We investigate past climate variability over the Ice Ages, where a simultaneous-equations system is developed to characterize land ice volume, temperature and atmospheric CO2 levels as non-linear functions of measures of the Earth’s orbital path round the Sun. Although the orbital variables were first theorised as the fundamental causes of glacial variation by Croll in 1875 following Agassiz’s conception of a ‘Great Ice Age’ in 1840, their minor variations were thought insufficient to drive such major changes, especially the relative rapidity of shifts between glacial and warmer periods. The changes over the ice ages in atmospheric CO2 closely matched changes in land ice volumes, and since temperature changes are in turn affected by CO2 and also closely tracked ice volumes, a key identification issue is the causal role of CO2 in the process. As any links between CO2 and temperature above the forces from the orbital drivers (which of course are still operating) must have been natural ones hundreds of thousands of years ago, understanding their interactions at that time is important now that additional CO2 emissions are anthropogenic.

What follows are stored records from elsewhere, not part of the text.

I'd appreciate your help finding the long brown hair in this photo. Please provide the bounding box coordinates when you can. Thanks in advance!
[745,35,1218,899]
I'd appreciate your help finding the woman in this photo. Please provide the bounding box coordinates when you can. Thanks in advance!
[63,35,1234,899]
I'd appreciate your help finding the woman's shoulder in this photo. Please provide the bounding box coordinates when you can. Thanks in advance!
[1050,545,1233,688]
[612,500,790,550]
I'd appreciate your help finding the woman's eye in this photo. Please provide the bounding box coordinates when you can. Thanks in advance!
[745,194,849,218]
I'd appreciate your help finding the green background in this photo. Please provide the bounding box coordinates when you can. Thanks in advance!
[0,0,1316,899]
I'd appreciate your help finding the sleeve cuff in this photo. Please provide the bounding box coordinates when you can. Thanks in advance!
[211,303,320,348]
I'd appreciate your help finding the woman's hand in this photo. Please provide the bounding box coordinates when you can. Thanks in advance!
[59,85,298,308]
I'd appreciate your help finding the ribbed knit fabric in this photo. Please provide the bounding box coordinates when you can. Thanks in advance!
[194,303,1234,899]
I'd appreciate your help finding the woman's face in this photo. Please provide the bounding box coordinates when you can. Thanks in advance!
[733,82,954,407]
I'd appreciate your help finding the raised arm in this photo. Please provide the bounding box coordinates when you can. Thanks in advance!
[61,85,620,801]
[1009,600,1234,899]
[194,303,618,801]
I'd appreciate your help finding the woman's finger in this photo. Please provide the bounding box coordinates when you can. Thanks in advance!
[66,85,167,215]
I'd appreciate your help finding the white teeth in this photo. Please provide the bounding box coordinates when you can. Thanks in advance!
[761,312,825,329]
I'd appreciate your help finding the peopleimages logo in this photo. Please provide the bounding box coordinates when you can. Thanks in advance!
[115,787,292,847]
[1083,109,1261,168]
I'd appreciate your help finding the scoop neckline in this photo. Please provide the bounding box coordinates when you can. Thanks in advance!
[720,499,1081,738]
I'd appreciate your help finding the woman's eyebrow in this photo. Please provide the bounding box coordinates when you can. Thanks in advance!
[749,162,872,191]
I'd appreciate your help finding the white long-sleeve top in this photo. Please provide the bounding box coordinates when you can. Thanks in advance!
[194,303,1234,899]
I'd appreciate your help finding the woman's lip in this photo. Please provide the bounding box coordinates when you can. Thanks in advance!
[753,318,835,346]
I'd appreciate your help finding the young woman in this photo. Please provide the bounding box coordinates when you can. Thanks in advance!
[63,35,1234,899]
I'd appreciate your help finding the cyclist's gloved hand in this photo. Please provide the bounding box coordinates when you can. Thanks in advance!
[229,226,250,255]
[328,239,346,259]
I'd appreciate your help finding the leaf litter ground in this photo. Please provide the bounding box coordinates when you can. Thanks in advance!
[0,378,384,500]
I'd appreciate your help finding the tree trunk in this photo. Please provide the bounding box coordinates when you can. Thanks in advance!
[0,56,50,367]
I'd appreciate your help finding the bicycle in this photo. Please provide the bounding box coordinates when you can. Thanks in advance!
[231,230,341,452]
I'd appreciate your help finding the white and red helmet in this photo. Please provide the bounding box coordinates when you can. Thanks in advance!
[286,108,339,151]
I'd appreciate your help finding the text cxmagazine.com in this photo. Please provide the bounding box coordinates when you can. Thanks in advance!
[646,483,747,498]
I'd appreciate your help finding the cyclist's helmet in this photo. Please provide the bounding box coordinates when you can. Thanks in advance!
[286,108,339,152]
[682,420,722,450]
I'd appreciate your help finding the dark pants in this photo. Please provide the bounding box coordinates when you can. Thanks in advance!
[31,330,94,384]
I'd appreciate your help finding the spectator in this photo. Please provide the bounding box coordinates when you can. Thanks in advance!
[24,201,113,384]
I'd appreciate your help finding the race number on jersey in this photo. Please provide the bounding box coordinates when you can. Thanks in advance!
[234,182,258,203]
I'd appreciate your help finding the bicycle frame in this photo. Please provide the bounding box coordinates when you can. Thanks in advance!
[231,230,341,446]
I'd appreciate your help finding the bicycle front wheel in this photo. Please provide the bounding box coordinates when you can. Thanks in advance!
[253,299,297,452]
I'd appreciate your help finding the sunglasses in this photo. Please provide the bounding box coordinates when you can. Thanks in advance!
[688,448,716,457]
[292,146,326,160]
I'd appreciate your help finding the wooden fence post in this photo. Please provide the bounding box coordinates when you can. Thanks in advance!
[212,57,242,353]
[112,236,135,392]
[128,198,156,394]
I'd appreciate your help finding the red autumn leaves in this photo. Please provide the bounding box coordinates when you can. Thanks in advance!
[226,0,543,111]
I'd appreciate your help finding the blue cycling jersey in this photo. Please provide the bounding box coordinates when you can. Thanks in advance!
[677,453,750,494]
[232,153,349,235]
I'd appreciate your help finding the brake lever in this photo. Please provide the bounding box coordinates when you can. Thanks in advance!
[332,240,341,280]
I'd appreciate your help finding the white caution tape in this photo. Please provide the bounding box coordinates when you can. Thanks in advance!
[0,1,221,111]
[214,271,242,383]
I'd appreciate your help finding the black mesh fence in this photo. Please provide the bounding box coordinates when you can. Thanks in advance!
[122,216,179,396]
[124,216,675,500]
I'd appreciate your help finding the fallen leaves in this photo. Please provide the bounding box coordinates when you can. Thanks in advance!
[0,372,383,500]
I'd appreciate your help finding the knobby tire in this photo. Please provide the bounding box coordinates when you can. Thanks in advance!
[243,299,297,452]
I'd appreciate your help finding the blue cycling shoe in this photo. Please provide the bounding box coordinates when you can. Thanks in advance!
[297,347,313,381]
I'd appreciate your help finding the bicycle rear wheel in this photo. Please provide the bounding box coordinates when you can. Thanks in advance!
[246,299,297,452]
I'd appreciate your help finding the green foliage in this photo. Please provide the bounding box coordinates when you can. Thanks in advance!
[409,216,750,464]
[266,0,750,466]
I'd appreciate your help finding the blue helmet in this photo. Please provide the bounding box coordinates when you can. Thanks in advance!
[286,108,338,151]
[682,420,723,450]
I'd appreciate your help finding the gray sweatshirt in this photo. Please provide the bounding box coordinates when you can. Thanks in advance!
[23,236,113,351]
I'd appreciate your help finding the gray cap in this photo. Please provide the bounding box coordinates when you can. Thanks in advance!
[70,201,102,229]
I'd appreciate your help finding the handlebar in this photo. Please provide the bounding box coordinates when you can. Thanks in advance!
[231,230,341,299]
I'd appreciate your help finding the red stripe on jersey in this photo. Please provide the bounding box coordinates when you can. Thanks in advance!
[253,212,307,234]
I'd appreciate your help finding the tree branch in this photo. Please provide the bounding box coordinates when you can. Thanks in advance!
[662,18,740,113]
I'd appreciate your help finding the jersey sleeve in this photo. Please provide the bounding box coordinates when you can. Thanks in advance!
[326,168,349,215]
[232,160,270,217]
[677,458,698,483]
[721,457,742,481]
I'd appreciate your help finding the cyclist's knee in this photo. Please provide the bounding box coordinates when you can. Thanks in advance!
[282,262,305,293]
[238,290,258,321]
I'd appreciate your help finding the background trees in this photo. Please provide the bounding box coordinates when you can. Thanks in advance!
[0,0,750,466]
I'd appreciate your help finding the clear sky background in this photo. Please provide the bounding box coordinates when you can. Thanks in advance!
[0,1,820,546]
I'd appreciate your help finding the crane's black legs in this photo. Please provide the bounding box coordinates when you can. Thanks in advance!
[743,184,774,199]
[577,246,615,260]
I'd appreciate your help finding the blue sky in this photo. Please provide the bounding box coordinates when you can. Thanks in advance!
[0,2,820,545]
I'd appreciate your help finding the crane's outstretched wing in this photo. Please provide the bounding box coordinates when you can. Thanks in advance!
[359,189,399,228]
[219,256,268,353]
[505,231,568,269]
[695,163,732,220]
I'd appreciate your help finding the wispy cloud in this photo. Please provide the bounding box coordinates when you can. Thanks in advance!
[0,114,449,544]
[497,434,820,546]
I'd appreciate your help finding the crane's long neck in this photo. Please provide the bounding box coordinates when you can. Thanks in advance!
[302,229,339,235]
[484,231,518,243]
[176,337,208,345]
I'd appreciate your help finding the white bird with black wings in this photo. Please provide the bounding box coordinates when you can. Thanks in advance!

We develop a simultaneous equation system over the last 800,000 years that allows a test of the role of CO2 as endogenously driven by the orbital variations, or an ‘exogenous’ influence as it now is.

Suggested Citation

  • Jennifer Castle & David Hendry, 2020. "Identifying the Causal Role of CO2 during the Ice Ages," Economics Series Working Papers 898, University of Oxford, Department of Economics.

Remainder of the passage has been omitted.